Nicole and I recently watched a rerun of Legacy List, the PBS show in which Boomers downsizing their homes seek out a handful of family treasures to save. It's our second-most favorite genealogy TV show after Finding Your Roots.
Season 1 Episode 4 of Legacy List (watch the video here) focuses on the Day family, who have continuously lived in the same New Jersey neighborhood for 150 years. One of the items the Legacy List team uncovers is an ancient scrapbook:
Many of the parchment and paper documents date to before the Revolutionary War. They include deeds from the late 1600s as well as a fragment of a will from the 1700s:
Some of the older paper records are in an extremely fragile state. But, at least they exist. And someone (or several generations of someones) recognized their value to the family's story. As noted by the Legacy List narrator:
"Paper that's manufactured might last only 50 years. But then do we still need paper? So long as we value our past, the answer is yes."
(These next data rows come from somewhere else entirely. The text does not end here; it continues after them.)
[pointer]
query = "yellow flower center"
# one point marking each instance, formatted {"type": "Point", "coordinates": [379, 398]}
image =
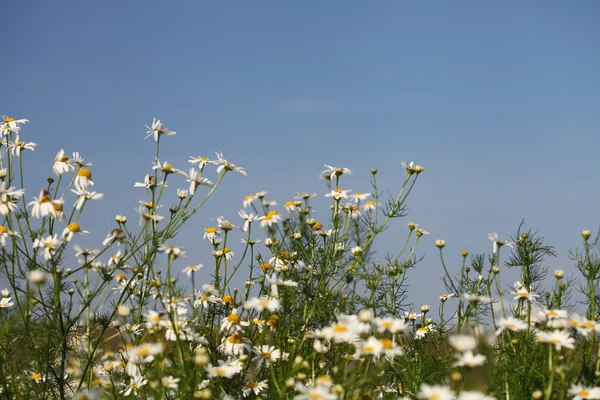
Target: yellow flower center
{"type": "Point", "coordinates": [74, 227]}
{"type": "Point", "coordinates": [236, 338]}
{"type": "Point", "coordinates": [234, 319]}
{"type": "Point", "coordinates": [85, 173]}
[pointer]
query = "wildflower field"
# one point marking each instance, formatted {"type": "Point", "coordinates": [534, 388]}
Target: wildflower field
{"type": "Point", "coordinates": [319, 314]}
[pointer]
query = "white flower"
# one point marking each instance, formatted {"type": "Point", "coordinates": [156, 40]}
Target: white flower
{"type": "Point", "coordinates": [332, 172]}
{"type": "Point", "coordinates": [134, 384]}
{"type": "Point", "coordinates": [158, 129]}
{"type": "Point", "coordinates": [195, 179]}
{"type": "Point", "coordinates": [62, 163]}
{"type": "Point", "coordinates": [227, 166]}
{"type": "Point", "coordinates": [498, 242]}
{"type": "Point", "coordinates": [48, 245]}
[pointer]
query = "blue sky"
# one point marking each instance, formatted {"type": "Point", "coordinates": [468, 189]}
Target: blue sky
{"type": "Point", "coordinates": [499, 101]}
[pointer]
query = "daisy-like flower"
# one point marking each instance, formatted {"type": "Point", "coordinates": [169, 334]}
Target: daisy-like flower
{"type": "Point", "coordinates": [17, 146]}
{"type": "Point", "coordinates": [149, 182]}
{"type": "Point", "coordinates": [435, 392]}
{"type": "Point", "coordinates": [195, 179]}
{"type": "Point", "coordinates": [116, 235]}
{"type": "Point", "coordinates": [72, 229]}
{"type": "Point", "coordinates": [147, 215]}
{"type": "Point", "coordinates": [62, 163]}
{"type": "Point", "coordinates": [254, 387]}
{"type": "Point", "coordinates": [191, 269]}
{"type": "Point", "coordinates": [11, 124]}
{"type": "Point", "coordinates": [224, 252]}
{"type": "Point", "coordinates": [270, 219]}
{"type": "Point", "coordinates": [157, 129]}
{"type": "Point", "coordinates": [248, 218]}
{"type": "Point", "coordinates": [262, 303]}
{"type": "Point", "coordinates": [84, 195]}
{"type": "Point", "coordinates": [522, 293]}
{"type": "Point", "coordinates": [173, 252]}
{"type": "Point", "coordinates": [412, 168]}
{"type": "Point", "coordinates": [227, 166]}
{"type": "Point", "coordinates": [248, 200]}
{"type": "Point", "coordinates": [5, 233]}
{"type": "Point", "coordinates": [584, 392]}
{"type": "Point", "coordinates": [470, 360]}
{"type": "Point", "coordinates": [225, 369]}
{"type": "Point", "coordinates": [558, 338]}
{"type": "Point", "coordinates": [201, 161]}
{"type": "Point", "coordinates": [170, 382]}
{"type": "Point", "coordinates": [6, 302]}
{"type": "Point", "coordinates": [44, 205]}
{"type": "Point", "coordinates": [512, 324]}
{"type": "Point", "coordinates": [83, 179]}
{"type": "Point", "coordinates": [360, 196]}
{"type": "Point", "coordinates": [332, 172]}
{"type": "Point", "coordinates": [165, 167]}
{"type": "Point", "coordinates": [498, 242]}
{"type": "Point", "coordinates": [233, 323]}
{"type": "Point", "coordinates": [338, 194]}
{"type": "Point", "coordinates": [392, 325]}
{"type": "Point", "coordinates": [266, 354]}
{"type": "Point", "coordinates": [48, 245]}
{"type": "Point", "coordinates": [134, 384]}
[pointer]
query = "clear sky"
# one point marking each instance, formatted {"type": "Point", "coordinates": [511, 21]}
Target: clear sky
{"type": "Point", "coordinates": [499, 101]}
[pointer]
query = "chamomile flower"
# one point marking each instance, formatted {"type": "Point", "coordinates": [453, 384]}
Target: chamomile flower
{"type": "Point", "coordinates": [498, 242]}
{"type": "Point", "coordinates": [18, 146]}
{"type": "Point", "coordinates": [332, 172]}
{"type": "Point", "coordinates": [189, 270]}
{"type": "Point", "coordinates": [338, 194]}
{"type": "Point", "coordinates": [62, 163]}
{"type": "Point", "coordinates": [266, 354]}
{"type": "Point", "coordinates": [227, 166]}
{"type": "Point", "coordinates": [48, 245]}
{"type": "Point", "coordinates": [71, 230]}
{"type": "Point", "coordinates": [43, 205]}
{"type": "Point", "coordinates": [254, 387]}
{"type": "Point", "coordinates": [158, 129]}
{"type": "Point", "coordinates": [201, 161]}
{"type": "Point", "coordinates": [83, 179]}
{"type": "Point", "coordinates": [134, 384]}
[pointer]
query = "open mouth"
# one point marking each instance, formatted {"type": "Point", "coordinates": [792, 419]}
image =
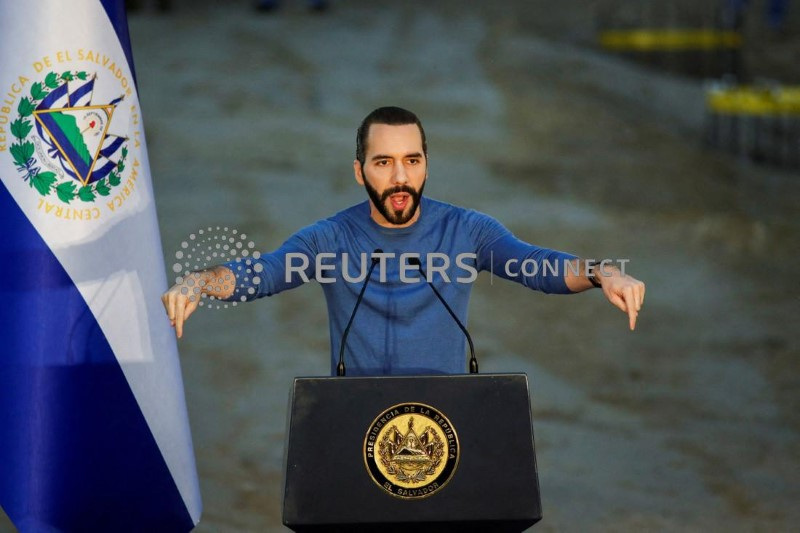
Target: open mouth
{"type": "Point", "coordinates": [399, 200]}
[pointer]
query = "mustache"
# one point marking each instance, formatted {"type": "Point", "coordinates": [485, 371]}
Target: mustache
{"type": "Point", "coordinates": [398, 189]}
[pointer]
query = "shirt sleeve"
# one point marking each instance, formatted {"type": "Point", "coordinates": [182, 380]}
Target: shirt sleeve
{"type": "Point", "coordinates": [290, 266]}
{"type": "Point", "coordinates": [504, 255]}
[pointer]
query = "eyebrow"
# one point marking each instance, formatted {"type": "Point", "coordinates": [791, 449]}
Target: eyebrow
{"type": "Point", "coordinates": [377, 157]}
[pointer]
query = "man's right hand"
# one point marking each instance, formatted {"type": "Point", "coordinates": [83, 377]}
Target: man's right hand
{"type": "Point", "coordinates": [182, 299]}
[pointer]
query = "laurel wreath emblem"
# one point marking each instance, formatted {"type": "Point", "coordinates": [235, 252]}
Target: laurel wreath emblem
{"type": "Point", "coordinates": [45, 182]}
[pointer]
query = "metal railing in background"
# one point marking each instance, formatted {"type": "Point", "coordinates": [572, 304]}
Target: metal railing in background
{"type": "Point", "coordinates": [759, 122]}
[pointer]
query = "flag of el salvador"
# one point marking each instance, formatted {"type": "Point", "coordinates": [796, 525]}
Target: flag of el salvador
{"type": "Point", "coordinates": [94, 434]}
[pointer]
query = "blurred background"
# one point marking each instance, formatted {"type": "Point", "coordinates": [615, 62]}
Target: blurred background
{"type": "Point", "coordinates": [666, 132]}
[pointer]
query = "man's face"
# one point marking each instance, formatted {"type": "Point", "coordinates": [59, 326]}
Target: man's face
{"type": "Point", "coordinates": [394, 173]}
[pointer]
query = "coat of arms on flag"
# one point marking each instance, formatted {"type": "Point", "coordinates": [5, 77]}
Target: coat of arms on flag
{"type": "Point", "coordinates": [65, 142]}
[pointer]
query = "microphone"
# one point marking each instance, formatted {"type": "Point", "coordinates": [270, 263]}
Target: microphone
{"type": "Point", "coordinates": [473, 362]}
{"type": "Point", "coordinates": [340, 370]}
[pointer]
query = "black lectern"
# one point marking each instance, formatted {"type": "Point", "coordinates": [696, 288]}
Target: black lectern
{"type": "Point", "coordinates": [432, 453]}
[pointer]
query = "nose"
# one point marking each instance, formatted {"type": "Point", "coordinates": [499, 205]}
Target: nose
{"type": "Point", "coordinates": [399, 175]}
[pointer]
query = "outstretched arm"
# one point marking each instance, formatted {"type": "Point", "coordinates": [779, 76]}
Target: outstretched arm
{"type": "Point", "coordinates": [622, 290]}
{"type": "Point", "coordinates": [182, 299]}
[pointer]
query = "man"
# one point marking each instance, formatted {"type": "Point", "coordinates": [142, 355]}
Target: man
{"type": "Point", "coordinates": [400, 328]}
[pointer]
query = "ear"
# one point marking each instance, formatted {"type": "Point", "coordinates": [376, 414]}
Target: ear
{"type": "Point", "coordinates": [357, 170]}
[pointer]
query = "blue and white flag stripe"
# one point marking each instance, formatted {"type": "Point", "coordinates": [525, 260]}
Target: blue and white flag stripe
{"type": "Point", "coordinates": [95, 434]}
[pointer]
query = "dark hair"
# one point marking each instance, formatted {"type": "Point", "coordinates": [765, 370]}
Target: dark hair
{"type": "Point", "coordinates": [393, 116]}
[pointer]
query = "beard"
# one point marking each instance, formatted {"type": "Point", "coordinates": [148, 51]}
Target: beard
{"type": "Point", "coordinates": [382, 205]}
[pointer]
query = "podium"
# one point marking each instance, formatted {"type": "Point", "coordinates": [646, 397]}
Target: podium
{"type": "Point", "coordinates": [441, 453]}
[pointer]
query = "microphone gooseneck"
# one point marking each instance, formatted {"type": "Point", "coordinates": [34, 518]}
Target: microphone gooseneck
{"type": "Point", "coordinates": [340, 369]}
{"type": "Point", "coordinates": [473, 362]}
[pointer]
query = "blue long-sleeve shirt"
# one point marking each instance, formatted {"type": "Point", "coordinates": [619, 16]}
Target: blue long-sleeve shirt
{"type": "Point", "coordinates": [400, 327]}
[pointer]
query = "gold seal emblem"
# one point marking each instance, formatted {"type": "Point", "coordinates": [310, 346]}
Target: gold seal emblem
{"type": "Point", "coordinates": [411, 450]}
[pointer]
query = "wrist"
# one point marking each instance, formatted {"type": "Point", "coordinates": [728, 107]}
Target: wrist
{"type": "Point", "coordinates": [597, 272]}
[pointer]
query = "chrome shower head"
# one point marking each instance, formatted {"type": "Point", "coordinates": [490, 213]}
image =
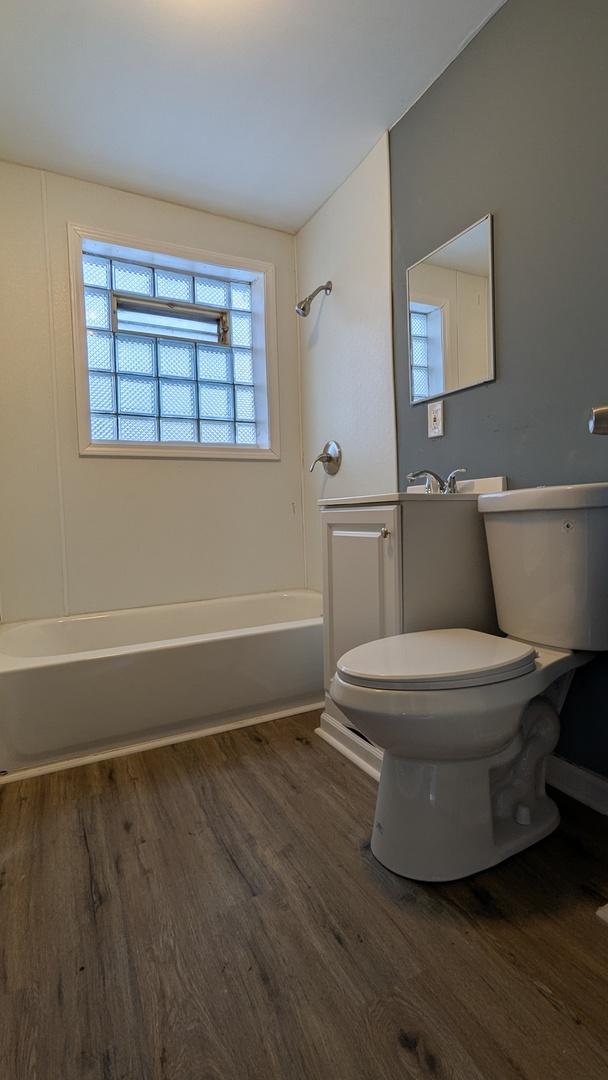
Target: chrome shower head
{"type": "Point", "coordinates": [302, 308]}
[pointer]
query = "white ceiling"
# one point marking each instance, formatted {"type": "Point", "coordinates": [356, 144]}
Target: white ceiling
{"type": "Point", "coordinates": [254, 108]}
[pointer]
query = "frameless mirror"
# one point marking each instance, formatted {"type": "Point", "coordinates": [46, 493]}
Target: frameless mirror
{"type": "Point", "coordinates": [450, 311]}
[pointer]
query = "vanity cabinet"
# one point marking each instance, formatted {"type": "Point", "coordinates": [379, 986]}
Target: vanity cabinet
{"type": "Point", "coordinates": [361, 578]}
{"type": "Point", "coordinates": [403, 563]}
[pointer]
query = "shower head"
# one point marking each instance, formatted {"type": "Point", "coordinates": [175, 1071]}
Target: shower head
{"type": "Point", "coordinates": [304, 307]}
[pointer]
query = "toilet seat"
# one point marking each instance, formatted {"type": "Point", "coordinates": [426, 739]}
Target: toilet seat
{"type": "Point", "coordinates": [436, 660]}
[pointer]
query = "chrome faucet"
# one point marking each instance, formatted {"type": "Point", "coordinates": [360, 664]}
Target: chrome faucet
{"type": "Point", "coordinates": [435, 484]}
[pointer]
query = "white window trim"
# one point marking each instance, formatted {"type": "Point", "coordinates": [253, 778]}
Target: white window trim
{"type": "Point", "coordinates": [177, 257]}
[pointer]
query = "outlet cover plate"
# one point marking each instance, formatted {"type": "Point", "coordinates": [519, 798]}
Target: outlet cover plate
{"type": "Point", "coordinates": [435, 421]}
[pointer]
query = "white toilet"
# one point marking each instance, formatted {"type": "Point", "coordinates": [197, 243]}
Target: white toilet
{"type": "Point", "coordinates": [467, 719]}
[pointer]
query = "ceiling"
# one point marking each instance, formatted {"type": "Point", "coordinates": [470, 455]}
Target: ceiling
{"type": "Point", "coordinates": [257, 109]}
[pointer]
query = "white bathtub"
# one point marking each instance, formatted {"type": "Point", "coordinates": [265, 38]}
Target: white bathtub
{"type": "Point", "coordinates": [93, 684]}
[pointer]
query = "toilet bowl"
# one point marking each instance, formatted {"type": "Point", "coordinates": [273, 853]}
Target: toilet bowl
{"type": "Point", "coordinates": [467, 719]}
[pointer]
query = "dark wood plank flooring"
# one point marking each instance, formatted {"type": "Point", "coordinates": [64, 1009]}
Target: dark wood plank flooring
{"type": "Point", "coordinates": [212, 910]}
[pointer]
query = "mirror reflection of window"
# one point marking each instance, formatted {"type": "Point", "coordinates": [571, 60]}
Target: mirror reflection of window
{"type": "Point", "coordinates": [450, 315]}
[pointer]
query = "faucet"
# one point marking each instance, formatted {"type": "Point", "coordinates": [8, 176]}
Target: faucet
{"type": "Point", "coordinates": [435, 484]}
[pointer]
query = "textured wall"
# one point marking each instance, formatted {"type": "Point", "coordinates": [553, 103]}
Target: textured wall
{"type": "Point", "coordinates": [89, 534]}
{"type": "Point", "coordinates": [516, 125]}
{"type": "Point", "coordinates": [346, 349]}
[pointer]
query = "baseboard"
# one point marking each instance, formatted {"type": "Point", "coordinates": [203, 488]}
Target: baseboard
{"type": "Point", "coordinates": [170, 740]}
{"type": "Point", "coordinates": [581, 784]}
{"type": "Point", "coordinates": [347, 741]}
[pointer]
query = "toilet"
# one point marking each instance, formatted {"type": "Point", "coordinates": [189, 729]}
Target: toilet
{"type": "Point", "coordinates": [467, 719]}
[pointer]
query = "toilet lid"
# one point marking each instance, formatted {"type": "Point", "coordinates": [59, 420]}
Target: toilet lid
{"type": "Point", "coordinates": [436, 660]}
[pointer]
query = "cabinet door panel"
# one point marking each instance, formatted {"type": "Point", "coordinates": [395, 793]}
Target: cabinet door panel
{"type": "Point", "coordinates": [362, 579]}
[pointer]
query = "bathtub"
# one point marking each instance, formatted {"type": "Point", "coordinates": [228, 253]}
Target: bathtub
{"type": "Point", "coordinates": [90, 686]}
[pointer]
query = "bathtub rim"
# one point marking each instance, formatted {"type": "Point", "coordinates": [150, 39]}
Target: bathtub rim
{"type": "Point", "coordinates": [11, 662]}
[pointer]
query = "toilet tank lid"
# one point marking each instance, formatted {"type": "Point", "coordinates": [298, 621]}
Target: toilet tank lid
{"type": "Point", "coordinates": [436, 659]}
{"type": "Point", "coordinates": [559, 497]}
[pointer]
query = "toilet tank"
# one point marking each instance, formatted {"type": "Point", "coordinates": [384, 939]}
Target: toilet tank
{"type": "Point", "coordinates": [549, 558]}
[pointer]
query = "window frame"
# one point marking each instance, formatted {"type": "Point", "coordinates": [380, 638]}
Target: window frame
{"type": "Point", "coordinates": [163, 255]}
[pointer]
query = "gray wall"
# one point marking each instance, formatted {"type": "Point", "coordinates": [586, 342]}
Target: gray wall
{"type": "Point", "coordinates": [517, 125]}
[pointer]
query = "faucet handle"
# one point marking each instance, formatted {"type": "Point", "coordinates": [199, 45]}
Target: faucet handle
{"type": "Point", "coordinates": [450, 482]}
{"type": "Point", "coordinates": [433, 483]}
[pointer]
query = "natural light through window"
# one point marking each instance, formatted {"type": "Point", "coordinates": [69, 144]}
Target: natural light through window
{"type": "Point", "coordinates": [172, 356]}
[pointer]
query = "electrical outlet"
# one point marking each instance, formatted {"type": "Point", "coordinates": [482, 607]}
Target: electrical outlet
{"type": "Point", "coordinates": [435, 422]}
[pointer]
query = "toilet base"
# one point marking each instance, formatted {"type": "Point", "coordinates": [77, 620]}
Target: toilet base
{"type": "Point", "coordinates": [444, 821]}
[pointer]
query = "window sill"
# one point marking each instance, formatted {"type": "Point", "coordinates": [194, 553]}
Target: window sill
{"type": "Point", "coordinates": [178, 450]}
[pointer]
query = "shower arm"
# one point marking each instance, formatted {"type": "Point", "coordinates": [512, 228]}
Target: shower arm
{"type": "Point", "coordinates": [322, 288]}
{"type": "Point", "coordinates": [302, 308]}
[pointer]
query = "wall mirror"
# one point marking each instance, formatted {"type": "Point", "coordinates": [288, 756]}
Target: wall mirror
{"type": "Point", "coordinates": [450, 315]}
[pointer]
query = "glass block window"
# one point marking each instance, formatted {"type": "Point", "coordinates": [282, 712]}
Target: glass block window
{"type": "Point", "coordinates": [419, 359]}
{"type": "Point", "coordinates": [170, 353]}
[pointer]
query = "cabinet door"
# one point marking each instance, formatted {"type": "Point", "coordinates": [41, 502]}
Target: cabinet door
{"type": "Point", "coordinates": [361, 579]}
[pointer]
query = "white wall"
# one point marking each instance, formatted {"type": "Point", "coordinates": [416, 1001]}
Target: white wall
{"type": "Point", "coordinates": [83, 534]}
{"type": "Point", "coordinates": [346, 343]}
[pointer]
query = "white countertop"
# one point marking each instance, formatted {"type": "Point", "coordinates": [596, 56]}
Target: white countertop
{"type": "Point", "coordinates": [391, 498]}
{"type": "Point", "coordinates": [465, 489]}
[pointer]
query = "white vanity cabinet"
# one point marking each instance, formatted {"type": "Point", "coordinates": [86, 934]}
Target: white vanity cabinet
{"type": "Point", "coordinates": [361, 578]}
{"type": "Point", "coordinates": [401, 563]}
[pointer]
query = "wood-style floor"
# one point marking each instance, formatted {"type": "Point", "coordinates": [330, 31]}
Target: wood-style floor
{"type": "Point", "coordinates": [212, 912]}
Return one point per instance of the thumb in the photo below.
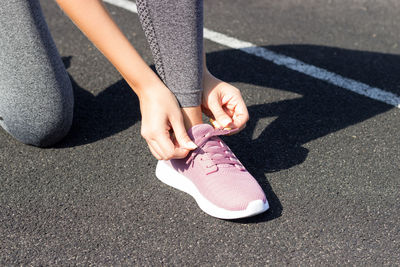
(219, 113)
(181, 135)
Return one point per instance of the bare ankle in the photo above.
(192, 116)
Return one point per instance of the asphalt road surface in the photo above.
(327, 157)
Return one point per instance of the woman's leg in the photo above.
(36, 98)
(174, 30)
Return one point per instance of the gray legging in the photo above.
(36, 98)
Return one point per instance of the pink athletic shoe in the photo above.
(213, 175)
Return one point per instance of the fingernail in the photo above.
(226, 122)
(216, 124)
(191, 145)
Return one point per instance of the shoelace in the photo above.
(218, 152)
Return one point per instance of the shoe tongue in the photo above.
(199, 130)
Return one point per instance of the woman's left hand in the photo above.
(223, 103)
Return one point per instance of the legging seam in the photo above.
(145, 17)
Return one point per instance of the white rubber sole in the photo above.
(171, 177)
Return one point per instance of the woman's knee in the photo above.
(42, 121)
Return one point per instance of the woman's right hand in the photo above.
(162, 123)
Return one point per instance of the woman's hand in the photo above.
(223, 103)
(162, 123)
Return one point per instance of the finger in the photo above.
(181, 135)
(180, 153)
(220, 115)
(156, 148)
(240, 116)
(166, 145)
(155, 154)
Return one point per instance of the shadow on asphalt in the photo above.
(320, 109)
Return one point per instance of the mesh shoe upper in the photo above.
(217, 173)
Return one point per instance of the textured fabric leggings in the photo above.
(36, 98)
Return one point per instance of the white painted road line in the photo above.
(288, 62)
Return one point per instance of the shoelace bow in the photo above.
(218, 152)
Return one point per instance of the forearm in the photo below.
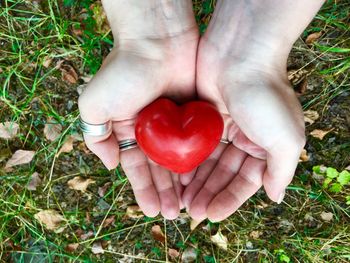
(152, 19)
(262, 30)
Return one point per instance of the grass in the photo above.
(69, 32)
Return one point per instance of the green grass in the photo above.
(30, 94)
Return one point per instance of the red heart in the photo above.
(178, 137)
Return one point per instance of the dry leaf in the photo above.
(86, 78)
(320, 133)
(50, 218)
(220, 240)
(77, 31)
(103, 189)
(109, 221)
(189, 255)
(72, 247)
(52, 131)
(301, 87)
(69, 74)
(47, 62)
(194, 224)
(34, 182)
(255, 234)
(8, 130)
(304, 157)
(80, 184)
(158, 234)
(313, 37)
(134, 211)
(173, 253)
(87, 235)
(327, 216)
(20, 157)
(67, 145)
(97, 248)
(310, 116)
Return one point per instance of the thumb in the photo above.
(282, 161)
(105, 147)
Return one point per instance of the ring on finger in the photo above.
(95, 129)
(127, 144)
(225, 141)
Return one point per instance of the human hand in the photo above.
(265, 124)
(241, 67)
(151, 59)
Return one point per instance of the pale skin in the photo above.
(240, 67)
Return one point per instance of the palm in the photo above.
(125, 84)
(259, 115)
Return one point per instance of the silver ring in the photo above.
(127, 144)
(95, 129)
(225, 141)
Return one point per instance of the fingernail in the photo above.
(280, 198)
I literally cheered when I heard that, as Nicole can confirm. We've been saying it for years: Paper genealogy forms and genealogy PDF printouts are perfect for recording core data and research notes that you can refer to for decades to come, pass down to the next generation, or share with relatives who do not have access to Ancestry or other types of genealogy apps.
Our descendants not be able to access research stored on our iPhones or PCs, or locked away on the servers of a private, for-profit genealogy services that may not even exist in 20 or 30 years. Ancestry has destroyed people's archives when it decided it was no longer profitable or important enough to keep them.
Keep in mind that acid-free paper (which EasyGenie uses exclusively) can last longer than 50 years. Quoting the Library of Congress, "good quality paper stored in good conditions (cooler temperatures; 30-40% relative humidity) are able to last a long time - even hundreds of years."